So while everyone in the States is observing Veteran's Day (thank you for your service!) over here in Korea it's Pepero Day.
Pepero Day is pretty equivalent to Valentine's Day and White Day. The stores all put up massive displays and you can buy extra big boxes of it or the bakery made variety with sprinkles or "I Love You" written across it. If you've ever watched a Korean game show you may have seen pepero before when it's used in a kissing game. They play it a lot in We Got Married (우리 결혼했어요) which features a variety of Korean stars who are paired up for the show. Each person in the couple takes one end of pepero in their mouth and then begins eating it so that they get close to kissing, à la Lady and the Tramp. Of course since they're so shy about that here (take a drink every time a Korean drama fades out or cuts away from a kiss!) the game is basically to see which couple is willing to get close enough for a kiss before biting off and therefore have the shortest stick of pepero at the end. So Pepero Day is definitely a holiday that couples can indulge in but there is plenty of pepero exchange between friends too.
Walking to work I passed a bunch of students heading home and saw them carrying boxes with bows on them and gift bags and even one girl who had to use both arms to carry a heart-shaped pepero box display.
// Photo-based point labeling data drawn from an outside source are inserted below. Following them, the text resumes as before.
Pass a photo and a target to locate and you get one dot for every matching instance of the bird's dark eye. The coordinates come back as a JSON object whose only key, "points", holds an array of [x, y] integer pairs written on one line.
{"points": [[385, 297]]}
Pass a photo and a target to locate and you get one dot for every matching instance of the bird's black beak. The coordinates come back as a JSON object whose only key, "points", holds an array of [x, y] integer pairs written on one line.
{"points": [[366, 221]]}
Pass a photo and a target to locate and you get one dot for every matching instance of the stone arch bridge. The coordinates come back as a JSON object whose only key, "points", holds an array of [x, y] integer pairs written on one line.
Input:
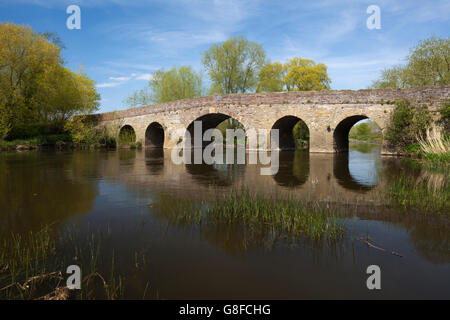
{"points": [[329, 115]]}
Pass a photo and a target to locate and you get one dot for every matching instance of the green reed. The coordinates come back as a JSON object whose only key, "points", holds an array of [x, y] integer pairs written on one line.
{"points": [[286, 216], [33, 266]]}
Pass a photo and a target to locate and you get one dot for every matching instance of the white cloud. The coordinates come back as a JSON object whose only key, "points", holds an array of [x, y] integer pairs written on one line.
{"points": [[145, 76], [120, 78], [118, 81], [108, 84]]}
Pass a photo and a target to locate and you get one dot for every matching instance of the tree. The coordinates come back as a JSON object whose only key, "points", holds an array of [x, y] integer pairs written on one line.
{"points": [[164, 86], [297, 74], [408, 122], [233, 65], [427, 65], [271, 78], [305, 74], [34, 86]]}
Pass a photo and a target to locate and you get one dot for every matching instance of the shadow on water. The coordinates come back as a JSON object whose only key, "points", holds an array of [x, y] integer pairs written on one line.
{"points": [[294, 168], [136, 199], [40, 188], [154, 160], [222, 175], [358, 169]]}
At work one of the students in my first class gave me a box of pepero, the chocolate filled kind which is the best obviously. Then in my second class one of the students brought in extra large, individually wrapped sticks for everyone in the class. Another student even gave me a big box of pepero from Paris Baguette which is slightly fancier and probably cost much more. Very sweet!
I am for any holiday that encourages the eating of cookies dipped in chocolate so long live Pepero Day!
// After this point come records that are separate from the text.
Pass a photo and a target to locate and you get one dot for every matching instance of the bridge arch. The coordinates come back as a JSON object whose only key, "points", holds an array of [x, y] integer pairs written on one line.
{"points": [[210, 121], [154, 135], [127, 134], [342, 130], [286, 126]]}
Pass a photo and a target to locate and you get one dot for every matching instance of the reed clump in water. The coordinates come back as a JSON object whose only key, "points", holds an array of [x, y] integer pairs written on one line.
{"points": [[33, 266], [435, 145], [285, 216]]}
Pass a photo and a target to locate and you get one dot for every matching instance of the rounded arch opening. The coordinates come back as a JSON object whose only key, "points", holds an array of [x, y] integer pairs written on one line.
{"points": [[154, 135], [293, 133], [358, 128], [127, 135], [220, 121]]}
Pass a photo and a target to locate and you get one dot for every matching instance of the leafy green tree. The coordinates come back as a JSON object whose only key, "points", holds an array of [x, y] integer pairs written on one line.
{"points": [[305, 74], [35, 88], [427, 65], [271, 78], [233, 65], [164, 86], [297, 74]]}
Trivia of the Day: "The Liancourt Rocks, also known as Dokdo or Tokto (독도, literally "solitary island") in Korean or Takeshima (たけしま/竹島, literally "bamboo island") in Japanese, are a group of small islets in the Sea of Japan (East Sea). Sovereignty over the islets is disputed between Japan and South Korea. The islets are currently administered by South Korea, which has its Coast Guard stationed there. The Liancourt Rocks consist of two main islets and 35 smaller rocks. Two Korean citizens—an octopus fisherman and his wife—are permanent residents on the islets. A small Korean police detachment, administrative personnel, and lighthouse staff are stationed in non-permanent supporting positions on the islets. Although claimed by both Korea and Japan, Liancourt Rocks are currently administered by the Republic of Korea. Both nations' claims extend back at least several hundred years. Significant arguments supported by a variety of historical evidence have been presented by both parties, which have been challenged by counter-arguments with varying degrees of success. North Korea supports South Korea's claim.
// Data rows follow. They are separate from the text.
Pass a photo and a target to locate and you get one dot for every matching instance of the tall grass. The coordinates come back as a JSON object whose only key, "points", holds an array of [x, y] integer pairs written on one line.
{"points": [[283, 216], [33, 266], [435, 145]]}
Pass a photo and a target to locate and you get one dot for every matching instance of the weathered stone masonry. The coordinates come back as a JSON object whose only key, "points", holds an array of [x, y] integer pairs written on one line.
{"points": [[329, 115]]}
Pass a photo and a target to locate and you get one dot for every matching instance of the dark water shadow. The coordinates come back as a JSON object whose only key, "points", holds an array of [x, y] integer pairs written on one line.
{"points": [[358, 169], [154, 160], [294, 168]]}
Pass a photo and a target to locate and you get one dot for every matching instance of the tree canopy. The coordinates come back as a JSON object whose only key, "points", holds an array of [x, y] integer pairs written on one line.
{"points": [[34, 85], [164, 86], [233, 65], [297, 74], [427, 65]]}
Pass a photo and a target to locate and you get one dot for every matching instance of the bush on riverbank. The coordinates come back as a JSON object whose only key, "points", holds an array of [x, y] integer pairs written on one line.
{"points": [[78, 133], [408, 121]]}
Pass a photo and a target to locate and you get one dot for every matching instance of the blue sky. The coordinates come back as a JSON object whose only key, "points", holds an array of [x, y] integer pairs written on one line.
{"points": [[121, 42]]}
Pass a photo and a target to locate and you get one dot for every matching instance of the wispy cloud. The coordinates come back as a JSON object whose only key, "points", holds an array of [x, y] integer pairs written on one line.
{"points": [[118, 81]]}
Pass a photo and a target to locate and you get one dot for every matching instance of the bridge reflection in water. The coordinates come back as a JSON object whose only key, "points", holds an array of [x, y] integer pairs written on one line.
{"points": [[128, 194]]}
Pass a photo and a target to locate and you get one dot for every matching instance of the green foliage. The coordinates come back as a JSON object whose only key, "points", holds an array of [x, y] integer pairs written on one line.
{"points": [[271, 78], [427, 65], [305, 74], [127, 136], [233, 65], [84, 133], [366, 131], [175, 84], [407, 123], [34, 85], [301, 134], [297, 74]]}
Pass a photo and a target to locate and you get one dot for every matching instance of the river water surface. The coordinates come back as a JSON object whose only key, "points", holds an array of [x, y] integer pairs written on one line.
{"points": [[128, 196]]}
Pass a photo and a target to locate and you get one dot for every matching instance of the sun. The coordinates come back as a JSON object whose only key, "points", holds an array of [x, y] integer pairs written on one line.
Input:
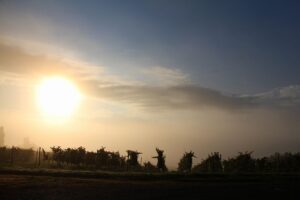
{"points": [[57, 97]]}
The Liancourt Rocks are a point of heated contention*, alongside other Japan–Korea disputes. The Japanese Ministry of Foreign Affairs considers its position "inalterable". South Korea, for its part, maintains a nationwide educational program which sends the students of 62 elementary, middle, and high schools on field trips to the rocks on a regular basis. The government has also written a textbook about the rocks, intended to be used in elementary schools across the country, and manages a year-round national educational tour. When Japan's Shimane prefecture announced a "Takeshima Day" in 2005, Koreans reacted with demonstrations and protests throughout the country, extreme examples of which included a mother and son slicing off their own fingers, and a man who set himself on fire. In 2006, five Korean "Dokdo Riders" embarked on a world tour to raise international awareness of the dispute. Another notable protest featured South Koreans decapitating pheasants in front of the Japanese Embassy."
*The Dokdo debate is serious business! My students get all worked up about it (although this is true any time Japan is mentioned) and it's been used several times during their end of class project. Most recently I had a group who drew a picture of the Korean peninsula as a buff person who was punching Japan and saying, "Dokdo is ours!".